“When black women move, the entire world moves with us.” This important statement by philosopher and activist Angela Davis is becoming more and more real and objective for Brazilian black women.
Looking back at Brazil’s history, the understanding of intersectionality between gender, class, and race, an increasingly strong black feminism, and the rise of governments connected to social movements as of 2003 has opened room for the demands of women’s and black movements to be included in the country’s political agenda.
Aiming to strengthen the Afro-Latin American and Afro-Caribbean Women’s Day, celebrated on July 25th, and responding to the demands of Brazilian black women’s movement, the then president Dilma Rousseff signed a law in 2014 establishing the day as the National Tereza de Benguela and Black Women’s Day.
Tereza de Benguela was a quilombola leader who lived in the state of Mato Grosso in the 1800s. A quilombola is a resident of a quilombo, settlement set up in Brazil’s rural areas, mostly by escaped enslaved people of African descent. After her partner died, she became the leader of the Quilombo do Piolho, between 1750 and 1770. For two decades, the quilombo she led gathered more than one hundred black and indigenous people. Not only did they fiercely resist slavery, they also created a solid social organization.
Addressing Tereza de Benguela, black women, and Afro-Latin American and Afro-Caribbean women by establishing a day of struggle is, undoubtedly, an important tool for Brazilian black women to have the opportunity to strengthen a sense of identity, by seeing themselves in the story of so many black women who were central characters in the struggle for freedom and rights, but have been silenced and invisibilized in official historiography.

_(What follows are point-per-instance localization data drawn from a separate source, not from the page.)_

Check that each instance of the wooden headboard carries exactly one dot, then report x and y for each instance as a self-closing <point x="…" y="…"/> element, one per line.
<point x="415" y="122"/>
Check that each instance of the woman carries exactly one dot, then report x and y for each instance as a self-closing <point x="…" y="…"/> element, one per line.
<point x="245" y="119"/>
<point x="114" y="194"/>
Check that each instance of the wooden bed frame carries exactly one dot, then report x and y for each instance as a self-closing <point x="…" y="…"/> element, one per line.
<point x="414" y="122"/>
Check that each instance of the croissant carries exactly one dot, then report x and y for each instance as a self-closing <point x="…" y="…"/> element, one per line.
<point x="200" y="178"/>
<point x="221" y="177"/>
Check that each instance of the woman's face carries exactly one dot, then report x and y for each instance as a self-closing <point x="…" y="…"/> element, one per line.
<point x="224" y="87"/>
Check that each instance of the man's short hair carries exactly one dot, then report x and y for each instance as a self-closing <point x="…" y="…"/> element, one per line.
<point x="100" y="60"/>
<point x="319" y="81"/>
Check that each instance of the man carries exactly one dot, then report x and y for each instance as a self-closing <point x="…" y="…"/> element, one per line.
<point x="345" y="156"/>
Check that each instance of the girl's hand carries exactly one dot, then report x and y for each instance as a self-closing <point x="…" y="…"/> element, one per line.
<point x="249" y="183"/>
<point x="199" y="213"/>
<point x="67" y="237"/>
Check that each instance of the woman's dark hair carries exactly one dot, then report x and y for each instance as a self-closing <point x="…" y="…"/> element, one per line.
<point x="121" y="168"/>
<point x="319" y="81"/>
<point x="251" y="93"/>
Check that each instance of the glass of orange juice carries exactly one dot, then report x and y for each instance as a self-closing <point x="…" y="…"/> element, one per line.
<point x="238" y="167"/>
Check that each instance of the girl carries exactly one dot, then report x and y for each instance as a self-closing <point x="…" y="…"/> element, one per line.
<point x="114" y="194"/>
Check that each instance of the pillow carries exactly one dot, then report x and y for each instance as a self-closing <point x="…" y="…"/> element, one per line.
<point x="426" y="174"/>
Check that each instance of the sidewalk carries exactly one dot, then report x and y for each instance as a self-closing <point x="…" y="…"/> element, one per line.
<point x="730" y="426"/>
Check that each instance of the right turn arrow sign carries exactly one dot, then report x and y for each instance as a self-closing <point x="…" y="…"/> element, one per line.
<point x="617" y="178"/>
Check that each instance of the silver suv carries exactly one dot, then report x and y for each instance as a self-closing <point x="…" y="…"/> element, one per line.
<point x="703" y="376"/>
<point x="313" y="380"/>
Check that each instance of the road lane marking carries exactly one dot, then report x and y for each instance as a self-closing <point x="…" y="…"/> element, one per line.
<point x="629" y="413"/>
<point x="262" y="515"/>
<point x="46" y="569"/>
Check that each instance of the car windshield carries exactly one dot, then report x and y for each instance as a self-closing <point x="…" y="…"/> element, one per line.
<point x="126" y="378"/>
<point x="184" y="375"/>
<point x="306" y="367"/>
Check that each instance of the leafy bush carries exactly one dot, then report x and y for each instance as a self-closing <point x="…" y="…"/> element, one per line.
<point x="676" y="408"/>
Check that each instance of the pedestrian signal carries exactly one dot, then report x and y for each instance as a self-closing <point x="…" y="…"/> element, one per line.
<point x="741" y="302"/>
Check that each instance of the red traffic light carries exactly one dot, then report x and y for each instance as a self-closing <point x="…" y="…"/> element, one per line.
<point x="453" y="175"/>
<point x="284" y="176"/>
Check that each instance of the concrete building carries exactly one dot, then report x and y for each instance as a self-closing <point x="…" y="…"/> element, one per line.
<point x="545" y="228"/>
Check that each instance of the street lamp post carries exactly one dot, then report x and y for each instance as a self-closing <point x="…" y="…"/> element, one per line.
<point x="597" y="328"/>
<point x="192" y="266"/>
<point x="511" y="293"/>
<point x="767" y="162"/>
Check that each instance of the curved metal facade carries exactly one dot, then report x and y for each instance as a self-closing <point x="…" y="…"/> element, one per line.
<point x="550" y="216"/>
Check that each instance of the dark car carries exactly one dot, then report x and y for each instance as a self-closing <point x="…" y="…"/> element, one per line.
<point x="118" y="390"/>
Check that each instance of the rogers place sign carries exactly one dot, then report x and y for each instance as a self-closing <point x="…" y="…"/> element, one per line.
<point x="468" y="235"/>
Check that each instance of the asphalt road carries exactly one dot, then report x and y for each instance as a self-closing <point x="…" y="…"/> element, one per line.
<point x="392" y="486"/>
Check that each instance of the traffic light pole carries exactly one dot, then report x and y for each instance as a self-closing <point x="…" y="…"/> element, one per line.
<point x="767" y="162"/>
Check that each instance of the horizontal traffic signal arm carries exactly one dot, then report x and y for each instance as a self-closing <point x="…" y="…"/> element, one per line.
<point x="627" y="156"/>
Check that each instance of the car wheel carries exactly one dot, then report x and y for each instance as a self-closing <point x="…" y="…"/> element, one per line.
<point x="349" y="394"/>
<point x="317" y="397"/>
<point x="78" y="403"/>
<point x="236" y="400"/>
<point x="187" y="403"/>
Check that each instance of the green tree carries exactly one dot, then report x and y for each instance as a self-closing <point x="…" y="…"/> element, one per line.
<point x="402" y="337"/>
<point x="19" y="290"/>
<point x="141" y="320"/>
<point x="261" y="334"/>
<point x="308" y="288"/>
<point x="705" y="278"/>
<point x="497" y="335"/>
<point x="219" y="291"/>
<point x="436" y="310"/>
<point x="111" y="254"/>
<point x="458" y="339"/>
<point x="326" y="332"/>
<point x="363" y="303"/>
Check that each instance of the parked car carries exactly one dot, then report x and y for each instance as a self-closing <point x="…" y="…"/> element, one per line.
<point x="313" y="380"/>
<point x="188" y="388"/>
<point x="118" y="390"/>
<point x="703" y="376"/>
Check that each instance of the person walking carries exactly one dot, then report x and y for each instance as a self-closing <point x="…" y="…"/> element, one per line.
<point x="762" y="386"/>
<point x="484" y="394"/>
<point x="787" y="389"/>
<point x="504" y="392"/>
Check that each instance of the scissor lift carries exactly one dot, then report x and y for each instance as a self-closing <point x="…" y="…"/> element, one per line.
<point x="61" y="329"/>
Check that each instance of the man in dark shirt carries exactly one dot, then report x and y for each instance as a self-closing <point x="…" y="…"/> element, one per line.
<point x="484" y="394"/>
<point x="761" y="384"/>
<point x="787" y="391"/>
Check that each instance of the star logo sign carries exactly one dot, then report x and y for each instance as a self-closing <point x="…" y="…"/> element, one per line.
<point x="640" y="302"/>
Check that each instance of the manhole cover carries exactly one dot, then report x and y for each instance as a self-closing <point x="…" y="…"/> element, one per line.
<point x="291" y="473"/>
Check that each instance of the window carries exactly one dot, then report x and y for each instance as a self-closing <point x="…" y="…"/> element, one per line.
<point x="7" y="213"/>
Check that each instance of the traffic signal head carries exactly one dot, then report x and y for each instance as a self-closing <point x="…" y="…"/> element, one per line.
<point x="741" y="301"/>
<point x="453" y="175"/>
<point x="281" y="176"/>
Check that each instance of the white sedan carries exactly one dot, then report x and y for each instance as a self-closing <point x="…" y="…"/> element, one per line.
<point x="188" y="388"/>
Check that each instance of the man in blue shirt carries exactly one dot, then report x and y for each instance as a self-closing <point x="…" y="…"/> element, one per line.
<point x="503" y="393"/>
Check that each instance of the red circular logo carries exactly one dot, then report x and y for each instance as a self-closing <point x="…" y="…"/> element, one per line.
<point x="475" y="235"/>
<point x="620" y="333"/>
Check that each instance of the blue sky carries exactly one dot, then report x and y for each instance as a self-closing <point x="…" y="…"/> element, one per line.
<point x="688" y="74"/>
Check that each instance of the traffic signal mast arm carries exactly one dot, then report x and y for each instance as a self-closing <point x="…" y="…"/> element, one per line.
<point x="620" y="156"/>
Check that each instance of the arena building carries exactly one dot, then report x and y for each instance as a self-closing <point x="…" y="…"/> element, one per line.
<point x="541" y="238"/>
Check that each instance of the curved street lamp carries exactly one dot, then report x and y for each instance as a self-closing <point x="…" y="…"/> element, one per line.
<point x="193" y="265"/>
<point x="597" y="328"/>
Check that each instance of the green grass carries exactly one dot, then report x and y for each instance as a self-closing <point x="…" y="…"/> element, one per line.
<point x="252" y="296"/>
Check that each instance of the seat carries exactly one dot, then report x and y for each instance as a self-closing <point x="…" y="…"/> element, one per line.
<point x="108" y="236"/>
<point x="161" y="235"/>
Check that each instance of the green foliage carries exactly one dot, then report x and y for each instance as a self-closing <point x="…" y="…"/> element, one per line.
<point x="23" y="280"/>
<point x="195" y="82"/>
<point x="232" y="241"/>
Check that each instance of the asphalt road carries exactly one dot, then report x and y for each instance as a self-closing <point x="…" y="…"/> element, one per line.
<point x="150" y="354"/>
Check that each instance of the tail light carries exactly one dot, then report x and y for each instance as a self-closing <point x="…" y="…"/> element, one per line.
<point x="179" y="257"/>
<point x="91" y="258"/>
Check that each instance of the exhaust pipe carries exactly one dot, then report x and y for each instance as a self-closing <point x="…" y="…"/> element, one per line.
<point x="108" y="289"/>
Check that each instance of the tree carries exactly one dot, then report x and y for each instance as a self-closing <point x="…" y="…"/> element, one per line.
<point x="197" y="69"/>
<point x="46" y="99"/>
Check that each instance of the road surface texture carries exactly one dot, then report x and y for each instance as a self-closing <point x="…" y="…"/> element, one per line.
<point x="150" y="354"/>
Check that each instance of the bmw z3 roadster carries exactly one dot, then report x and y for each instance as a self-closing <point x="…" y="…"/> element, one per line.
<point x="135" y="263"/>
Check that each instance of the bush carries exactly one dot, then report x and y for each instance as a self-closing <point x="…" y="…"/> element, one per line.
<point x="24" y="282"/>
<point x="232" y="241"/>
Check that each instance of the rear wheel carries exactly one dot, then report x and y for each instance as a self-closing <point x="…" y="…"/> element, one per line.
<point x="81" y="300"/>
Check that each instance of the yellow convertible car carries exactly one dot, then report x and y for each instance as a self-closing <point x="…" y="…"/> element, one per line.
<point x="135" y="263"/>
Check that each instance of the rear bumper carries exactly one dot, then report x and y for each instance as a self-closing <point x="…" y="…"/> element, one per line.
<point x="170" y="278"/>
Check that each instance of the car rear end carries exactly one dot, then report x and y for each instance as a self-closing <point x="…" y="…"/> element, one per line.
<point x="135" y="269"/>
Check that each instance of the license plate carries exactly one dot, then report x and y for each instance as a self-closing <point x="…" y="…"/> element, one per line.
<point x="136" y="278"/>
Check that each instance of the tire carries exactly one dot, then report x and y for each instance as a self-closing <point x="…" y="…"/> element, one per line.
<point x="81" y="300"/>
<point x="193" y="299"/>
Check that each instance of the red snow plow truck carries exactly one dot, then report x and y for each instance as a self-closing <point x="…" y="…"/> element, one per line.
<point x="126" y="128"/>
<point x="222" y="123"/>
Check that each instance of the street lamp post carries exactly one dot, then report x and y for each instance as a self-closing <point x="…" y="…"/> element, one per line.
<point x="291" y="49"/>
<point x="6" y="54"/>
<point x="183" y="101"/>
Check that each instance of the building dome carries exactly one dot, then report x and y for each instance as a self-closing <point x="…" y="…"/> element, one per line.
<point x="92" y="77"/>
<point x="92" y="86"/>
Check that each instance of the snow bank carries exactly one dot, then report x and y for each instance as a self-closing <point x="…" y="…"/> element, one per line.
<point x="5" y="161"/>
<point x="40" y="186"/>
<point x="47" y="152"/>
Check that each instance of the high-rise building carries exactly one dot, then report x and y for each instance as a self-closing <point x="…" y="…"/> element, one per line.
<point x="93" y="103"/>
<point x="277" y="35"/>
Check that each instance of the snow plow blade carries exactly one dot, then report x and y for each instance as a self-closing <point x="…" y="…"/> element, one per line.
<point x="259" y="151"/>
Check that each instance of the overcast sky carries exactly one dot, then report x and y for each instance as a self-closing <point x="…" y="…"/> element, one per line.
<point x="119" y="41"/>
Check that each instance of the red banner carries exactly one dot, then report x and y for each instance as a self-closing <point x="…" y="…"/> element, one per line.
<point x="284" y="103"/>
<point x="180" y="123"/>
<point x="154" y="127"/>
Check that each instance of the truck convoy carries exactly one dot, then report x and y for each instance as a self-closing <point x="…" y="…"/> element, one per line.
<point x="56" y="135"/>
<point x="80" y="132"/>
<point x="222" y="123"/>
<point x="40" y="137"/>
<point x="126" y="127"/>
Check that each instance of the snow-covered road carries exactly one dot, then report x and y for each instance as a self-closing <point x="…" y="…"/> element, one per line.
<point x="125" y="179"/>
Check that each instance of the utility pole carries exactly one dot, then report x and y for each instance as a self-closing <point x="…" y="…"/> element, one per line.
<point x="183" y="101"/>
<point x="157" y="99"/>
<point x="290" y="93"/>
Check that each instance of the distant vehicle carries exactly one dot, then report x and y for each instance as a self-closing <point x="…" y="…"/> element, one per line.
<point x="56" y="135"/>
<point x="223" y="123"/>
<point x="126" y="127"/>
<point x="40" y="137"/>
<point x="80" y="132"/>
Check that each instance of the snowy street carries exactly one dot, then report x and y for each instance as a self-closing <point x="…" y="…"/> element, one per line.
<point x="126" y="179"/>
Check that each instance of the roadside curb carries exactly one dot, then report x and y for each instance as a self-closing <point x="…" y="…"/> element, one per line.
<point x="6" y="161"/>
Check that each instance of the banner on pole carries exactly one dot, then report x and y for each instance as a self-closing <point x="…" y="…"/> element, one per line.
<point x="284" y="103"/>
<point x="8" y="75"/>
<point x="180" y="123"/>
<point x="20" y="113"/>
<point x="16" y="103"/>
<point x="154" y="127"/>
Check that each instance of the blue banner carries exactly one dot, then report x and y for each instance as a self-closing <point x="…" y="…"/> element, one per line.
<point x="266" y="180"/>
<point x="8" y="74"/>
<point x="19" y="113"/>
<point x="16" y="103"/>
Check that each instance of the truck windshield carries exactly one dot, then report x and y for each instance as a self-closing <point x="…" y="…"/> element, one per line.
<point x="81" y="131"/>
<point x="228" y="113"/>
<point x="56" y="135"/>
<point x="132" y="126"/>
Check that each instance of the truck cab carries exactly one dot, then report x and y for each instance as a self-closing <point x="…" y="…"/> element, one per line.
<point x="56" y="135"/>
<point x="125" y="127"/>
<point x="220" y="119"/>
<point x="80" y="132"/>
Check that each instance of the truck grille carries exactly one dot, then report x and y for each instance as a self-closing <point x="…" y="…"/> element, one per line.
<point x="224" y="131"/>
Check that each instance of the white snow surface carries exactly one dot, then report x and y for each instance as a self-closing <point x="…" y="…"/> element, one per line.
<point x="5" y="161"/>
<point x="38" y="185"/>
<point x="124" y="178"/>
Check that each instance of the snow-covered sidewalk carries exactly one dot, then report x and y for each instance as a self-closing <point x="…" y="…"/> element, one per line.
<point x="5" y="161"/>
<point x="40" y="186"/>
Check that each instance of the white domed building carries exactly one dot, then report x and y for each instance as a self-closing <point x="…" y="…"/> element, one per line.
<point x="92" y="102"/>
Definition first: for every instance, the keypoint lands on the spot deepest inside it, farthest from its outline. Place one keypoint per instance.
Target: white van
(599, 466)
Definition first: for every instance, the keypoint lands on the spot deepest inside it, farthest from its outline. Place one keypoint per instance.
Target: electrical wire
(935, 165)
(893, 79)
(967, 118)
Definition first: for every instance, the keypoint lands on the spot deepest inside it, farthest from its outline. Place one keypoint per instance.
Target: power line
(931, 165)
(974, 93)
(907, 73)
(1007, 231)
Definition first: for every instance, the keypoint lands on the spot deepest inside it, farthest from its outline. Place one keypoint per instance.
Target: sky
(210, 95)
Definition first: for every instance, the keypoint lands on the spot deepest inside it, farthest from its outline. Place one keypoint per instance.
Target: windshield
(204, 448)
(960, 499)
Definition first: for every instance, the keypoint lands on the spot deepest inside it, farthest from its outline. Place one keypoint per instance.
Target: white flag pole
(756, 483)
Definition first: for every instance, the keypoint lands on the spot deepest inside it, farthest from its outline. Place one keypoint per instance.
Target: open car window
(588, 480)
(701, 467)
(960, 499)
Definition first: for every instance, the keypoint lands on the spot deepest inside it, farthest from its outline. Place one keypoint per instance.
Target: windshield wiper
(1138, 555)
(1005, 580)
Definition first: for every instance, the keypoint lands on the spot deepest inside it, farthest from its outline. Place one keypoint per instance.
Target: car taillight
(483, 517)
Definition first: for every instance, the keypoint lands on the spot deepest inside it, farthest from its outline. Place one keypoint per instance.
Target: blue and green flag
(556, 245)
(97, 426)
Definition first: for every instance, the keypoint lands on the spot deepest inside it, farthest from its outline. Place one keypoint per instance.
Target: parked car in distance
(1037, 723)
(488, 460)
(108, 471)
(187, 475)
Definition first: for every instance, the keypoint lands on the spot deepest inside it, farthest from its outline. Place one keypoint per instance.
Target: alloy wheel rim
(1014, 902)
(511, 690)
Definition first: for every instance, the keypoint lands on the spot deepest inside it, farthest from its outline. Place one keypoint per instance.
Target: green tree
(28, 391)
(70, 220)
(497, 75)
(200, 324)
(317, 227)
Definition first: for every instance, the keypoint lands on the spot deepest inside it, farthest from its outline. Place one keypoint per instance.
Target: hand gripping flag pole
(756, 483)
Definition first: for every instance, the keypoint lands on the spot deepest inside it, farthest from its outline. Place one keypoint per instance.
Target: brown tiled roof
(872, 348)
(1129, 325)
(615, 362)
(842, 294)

On the following day, July 26th, the state of São Paulo celebrates the Curly Hair Pride Day. One of the several goals on this day is to strengthen the African-Brazilian ethnic identity, as hair straightening was one of the most common forms of oppression of black people’s ethnic identity in post-slavery Brazil. The bill that proposed the Curly Hair Pride Day was brought forward by member of state parliament Leci Brandão, a black woman with strong ties with black culture, social, and political movements. It is worth highlighting that strengthening and expanding these agendas is fundamentally about including women – black or not – in political power and decision making. The two awareness days mentioned, for example, were proposed and/or signed into law by women.
These lawmaking efforts are directly reflected in political mobilization. Both on the Afro-Latin American and Afro-Caribbean Women’s Day and the Curly Hair Pride Day, thousands of black women take to the streets all over Brazil, marching for their right to be and exist in a society without violence, where well-being and equal opportunities prevail.
These demands are hard to comprehend, especially in a country that is effectively racist, sexist, and classist such as Brazil. But they are not impossible for those who are willing to acknowledge their own privileges and look at our own history through critical lenses.
For starters, I invite you to check the many events scheduled to happen around this agenda, and also to take part in the Black Women’s March in São Paulo today. This year’s slogan is “For us, for all of us, and to live well! We demand the end of State violence and negligence.”
The Black Women’s March will start at 5pm local time at Roosevelt Square, in downtown São Paulo.